Starting fertility treatments can be overwhelming. I know I had many, many, many questions when I started on my journey. At the time they mostly involved needles, pain, and success rates but there are so many other important things to ask your provider, many of which don’t necessarily seem obvious.
With that in mind we turned to Claire O’Neill, a fertility industry expert and creator of FertilitySpace, an online platform that helps people find providers and educate themselves about their options, for her insight on the most important questions to ask your provider when starting fertility treatments.
What is my diagnosis & how does this affect my ability to conceive?
“It’s so important to understand what your diagnosis is and what that means for your family-building goals. If you have a good understanding of what is causing your difficulty to conceive, you’ll feel much more in control and better able to advocate for yourself throughout the process.
Your diagnosis could affect what type of treatment is recommended for you, what sort of medications you’ll take, and even your chance of success with a particular treatment.
However, be aware that your doctor might not be able to identify what the exact issue is, even after comprehensive fertility testing of your and your partner. The most recent IVF data in the US reported that 11% of patients undergoing IVF had unexplained infertility. This doesn’t mean you won’t have success with treatment, it’s just good to know ahead of time that your doctor may not always have a specific answer for why you’ve been having difficulty getting pregnant.”
What are the success rates for this treatment based on my age?
“Fertility is highly dependent on a woman’s age, which is why fertility treatment success rates are always stratified by how old a woman was at the time of treatment.
If your doctor recommends doing intrauterine insemination (IUI), you’ll definitely want to ask what your chances of success are per cycle. Success with IUI is much lower per cycle than IVF however it’s less invasive and more cost-effective. So in many cases, doctors often suggest doing 1-3 rounds of IUI first before considering IVF.
When it comes to IVF, it’s not only important to ask what the general success rates are for your age and diagnosis but also what the success rates are for your age at this particular clinic.
Success rates for IVF do vary from clinic to clinic so it’s important to ask your doctor what their success rates are at their practice so that you can get a realistic idea of what to expect.
The procedures done for IVF can depend a lot on the skill of the doctor and the embryology lab, so IVF success rates can vary from clinic to clinic. Keep in mind that success rates for a particular clinic don’t always give you a realistic idea of success. If you’re working with a small clinic, they might not do enough annual cycles to give you accurate averages, so looking at the national statistics can be a helpful supplement in this case.
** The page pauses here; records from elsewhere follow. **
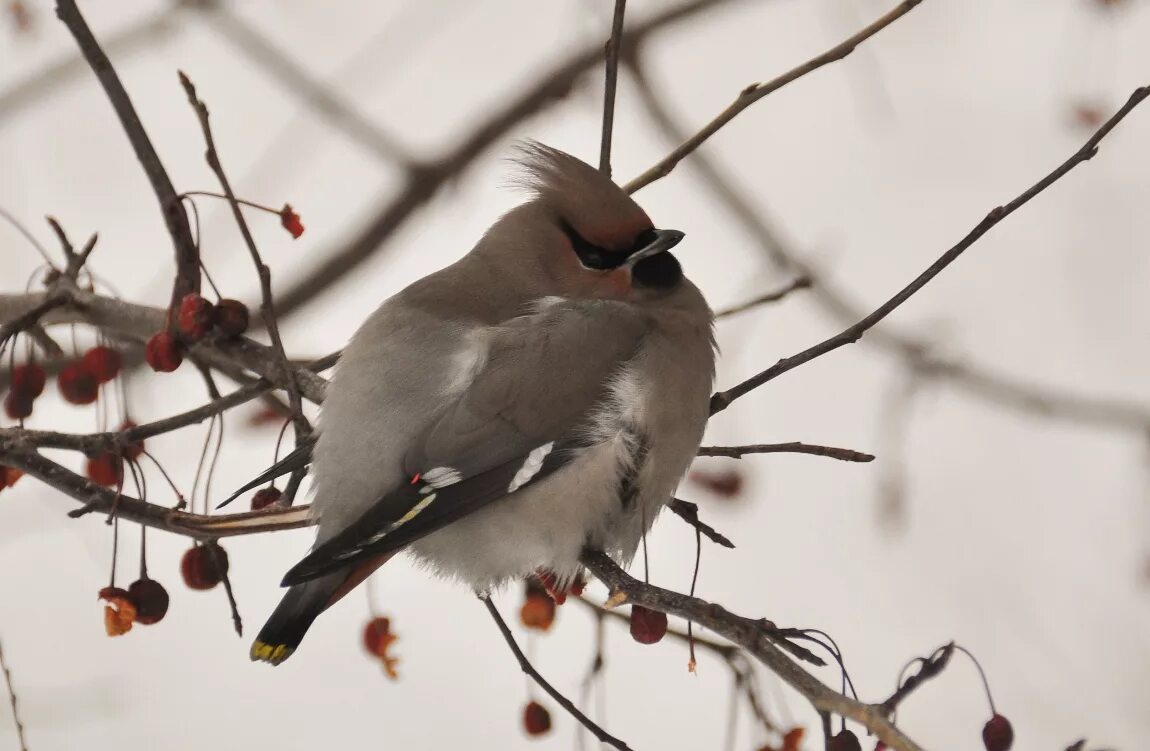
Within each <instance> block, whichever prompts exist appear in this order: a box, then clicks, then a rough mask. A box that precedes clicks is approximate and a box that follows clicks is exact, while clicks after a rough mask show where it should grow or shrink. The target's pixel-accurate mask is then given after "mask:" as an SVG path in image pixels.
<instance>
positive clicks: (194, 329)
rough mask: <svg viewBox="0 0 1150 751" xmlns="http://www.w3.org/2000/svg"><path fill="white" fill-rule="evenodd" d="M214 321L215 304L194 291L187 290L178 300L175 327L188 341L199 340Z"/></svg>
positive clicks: (197, 340) (214, 313) (210, 329)
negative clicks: (202, 296)
mask: <svg viewBox="0 0 1150 751" xmlns="http://www.w3.org/2000/svg"><path fill="white" fill-rule="evenodd" d="M214 323H215V306H214V305H212V304H210V302H208V301H207V300H205V299H204V298H202V297H200V296H199V294H197V293H194V292H189V293H187V294H185V296H184V299H182V300H181V301H179V313H178V315H177V316H176V328H178V329H179V332H181V334H182V335H183V336H184V338H185V339H187V340H189V342H199V340H200V339H202V338H204V337H205V336H207V334H208V331H210V330H212V324H214Z"/></svg>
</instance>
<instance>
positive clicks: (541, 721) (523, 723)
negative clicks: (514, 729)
mask: <svg viewBox="0 0 1150 751" xmlns="http://www.w3.org/2000/svg"><path fill="white" fill-rule="evenodd" d="M523 729H524V730H527V734H528V735H543V734H545V733H546V731H547V730H550V729H551V713H550V712H547V708H546V707H545V706H543V705H542V704H539V703H538V702H528V704H527V706H524V707H523Z"/></svg>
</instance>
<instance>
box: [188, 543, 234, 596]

If you’re looking to compare your options, you can check IVF success rates for different fertility clinics on their FertilitySpace profiles. We show a chart of each clinic’s success rates compared to the national averages to help give you an idea of what a round of IVF may look like for you.”
Are there any lifestyle changes I can make to help improve my chances of getting pregnant?
“Struggling with infertility can make a lot of women feel a loss of control and it can be beneficial to ask whether there is anything you can do to assist with your fertility goals.
These recommendations really can depend on your lifestyle habits and your doctor’s treatment style.
Ask if there is anything you should change in your lifestyle as far as weight-based goals, alcohol intake, diet, and supplements.”
Who is my contact if I have any questions during treatment?
“There is a lot of information to be learned when starting fertility treatments so it is likely that you will have questions throughout the process.
Fertility clinics can be notoriously difficult to get a hold of so it’s important to take note of who is your primary contact, when you can best reach them, and the preferred method for how they can be reached. If you have a designated nurse and the nursing line phone number, that should help a lot.
Some doctors will give you their direct phone number in case you need to reach them but for most patients, the nursing line and the after-hours line will be your go-to for questions.
When you’re getting started at a fertility clinic, you’re usually given some hefty packets of information to get you started. Be sure to read through all documents, mark everything on a calendar or timeline and reach out as soon as you have a question.
Keep a running list of questions to ask at appointments and make sure you get them all answered before you leave. Don’t be shy! Walk around and hit all the different departments you need to speak with such as scheduling, billing, andrology, etc.
Larger clinics can be very fast-paced so you need to be your own advocate to make sure you don’t miss any instructions.”
What is the plan if this treatment is not successful?
“Hopefully you’ll have success with your first treatment cycle but it’s very important to set expectations between you and your doctor. IVF does not guarantee a baby and some women will need to do more than one round of treatment.
If your first cycle is not successful, what would be your doctor’s recommendation for next steps?
How many cycles of treatment A would they recommend before considering treatment B?
Some patients have found it helpful to agree on a maximum number of cycles that they’re willing to do before reevaluating whether they want to continue treatment or try something else.”